Measure 37 waivers don't allow a property owner to sell buildable lots. That's part of Land Use Law 101, which even non-attorneys like me who follow these sorts of cases know full well.
So it should have been obvious to the county planning director who went along with Hudspeth's omission of the expense of building 59 homes in her total cost of development that this was legally wrong, as it also should have been to the County Commissioners who later rubber stamped the vested right approval.
Reading through the minutes of the County Court (that's what some rural counties call their Board of Commissioners) hearing where the Hudspeth application was approved, I saw that some folks from 1000 Friends of Oregon and Central Oregon Landwatch tried to educate the commissioners about what the law required.
Their response: basically "Law, what law? We'll do whatever we want to do."
It's more than a little strange how common this attitude is among conservative county commissioners, who claim to be all big on law and order -- except when they want to ignore the law in order to allow a deep-pocketed developer to do whatever he or she wants.

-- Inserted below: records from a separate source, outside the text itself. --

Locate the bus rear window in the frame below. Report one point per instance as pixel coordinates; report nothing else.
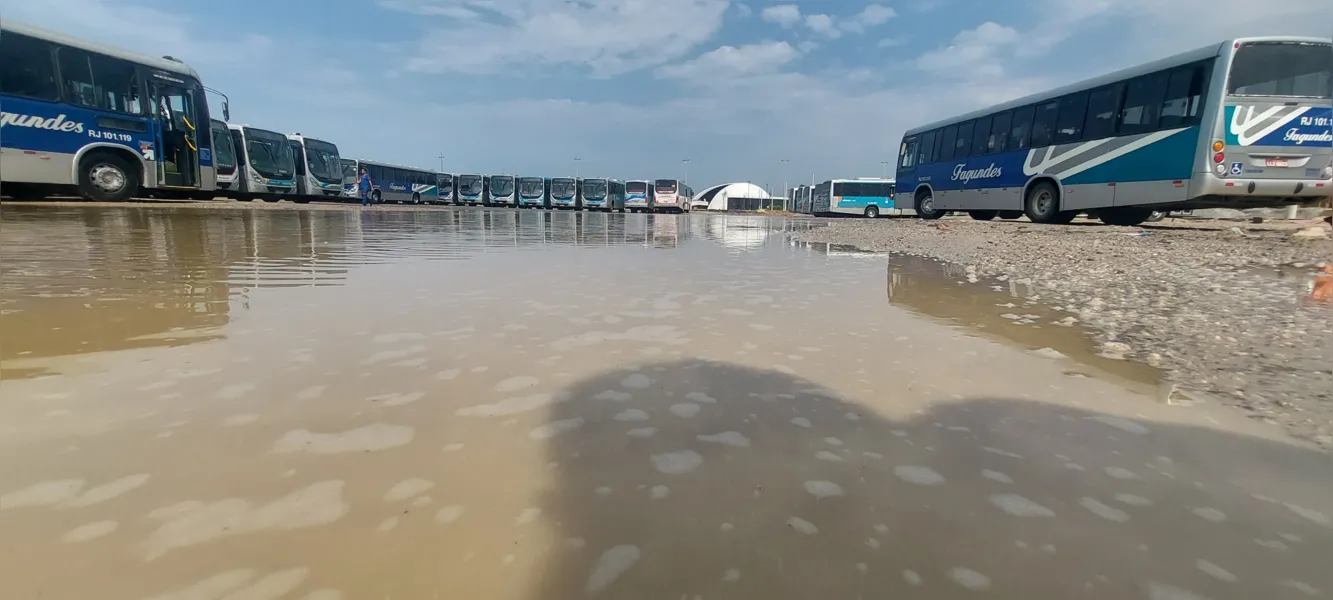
(1281, 68)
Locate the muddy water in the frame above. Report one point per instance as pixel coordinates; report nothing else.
(317, 406)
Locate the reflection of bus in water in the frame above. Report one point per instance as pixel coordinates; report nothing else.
(533, 192)
(671, 195)
(639, 195)
(603, 195)
(501, 191)
(564, 194)
(472, 188)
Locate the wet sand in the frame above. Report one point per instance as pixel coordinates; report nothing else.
(325, 404)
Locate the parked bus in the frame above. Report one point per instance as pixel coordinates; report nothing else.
(533, 192)
(671, 195)
(1239, 124)
(639, 195)
(391, 183)
(445, 184)
(268, 170)
(319, 171)
(99, 122)
(603, 195)
(472, 188)
(869, 198)
(224, 156)
(503, 191)
(564, 194)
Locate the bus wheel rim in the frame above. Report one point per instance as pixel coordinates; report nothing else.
(107, 178)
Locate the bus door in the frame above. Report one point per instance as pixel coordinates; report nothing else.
(177, 135)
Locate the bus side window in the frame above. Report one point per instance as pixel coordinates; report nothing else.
(1021, 130)
(27, 68)
(1044, 124)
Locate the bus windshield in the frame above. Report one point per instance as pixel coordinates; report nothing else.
(563, 188)
(224, 154)
(321, 159)
(269, 154)
(1281, 68)
(469, 184)
(531, 187)
(595, 190)
(501, 186)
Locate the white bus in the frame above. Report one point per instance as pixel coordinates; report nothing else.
(503, 191)
(865, 196)
(99, 122)
(1239, 124)
(639, 195)
(319, 171)
(672, 195)
(267, 167)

A Crook County circuit court judge went along with the county's weird legal reasoning.
Even though the Oregon Supreme Court has said that it is the ratio of total project costs to actual expenditures which is an important factor in determining whether someone is vested, both the judge and the commissioners cast a blind eye on what the Hudspeth subdivison would cost to fully build -- including the expense of constructing 59 homes.
The Court of Appeals shot them down.
Consistently with those principles, we conclude, as we did in Friends of Yamhill County, Biggerstaff, and Kleikamp, that the circuit court "should have remanded for the county to determine the extent and general cost of the project to be vested and to give proper weight to the expenditure ratio factor in the totality of the circumstances." Friends of Yamhill County, 237 Or App at 178.
In this case, the county court determined that the denominator need not include the cost of the residences that were sought to be developed and the circuit court determined that it was unnecessary to determine the denominator in the expenditure ratio. Those are legal errors that require reversal.
Motion to dismiss denied; reversed and remanded.
The Bend Bulletin article quotes Hudspeth's attorney, Ed Finch, as predicting that the Crook County commissioners will end up approving the subdivision again, after which the state Department of Land Conservation and Development will appeal the approval again.
Likely, he's right.
But hopefully the commissioners will come to their senses and realize that they aren't above the law. I did some quick calculating and don't see any way that Hudspeth can show that she has spent the 7% or so of total project costs that is typically cited as a benchmark for passing the ratio test.
The Court of Appeals ruling says that both the county and circuit court judge said that Hudspeth had spent about $500,000 on the subdivision, even though the developer claims the total should be around $900,000.
Since Hudspeth and her attorney didn't challenge the $500,000 determination, it seems to me that this is a settled legal fact now. So what's left to determine is the additional cost of building 59 homes, adding that on to the $5,082,000 total project budget without homes.
Let's say that each home costs $200,000 to build, a really low-ball figure. That's $11,800,000. Added onto $5,082,000, the total project cost now is $16,082,000. With actual expenditures of $500,000, Hudspeth has spent only 3% of what it would have taken to complete her subdivison.
Almost certainly that's a "fail" on the ratio test, being a long distance from 7%.
So I bet that even if the Crook County commissioners find some way of rationalizing another vested rights approval after dealing with the remand, when the case gets sent back to the Court of Appeals the county will be slapped down again.
Eventually these Measure 37 cases will have run their course and Oregon farm/forest land can breathe a sigh of relief. (Poetically speaking, of course.)
That day can't come too soon for me, though I'll admit that my inner land use attorney gets some enjoyment from following the legal shenanigans in Crook County and other places.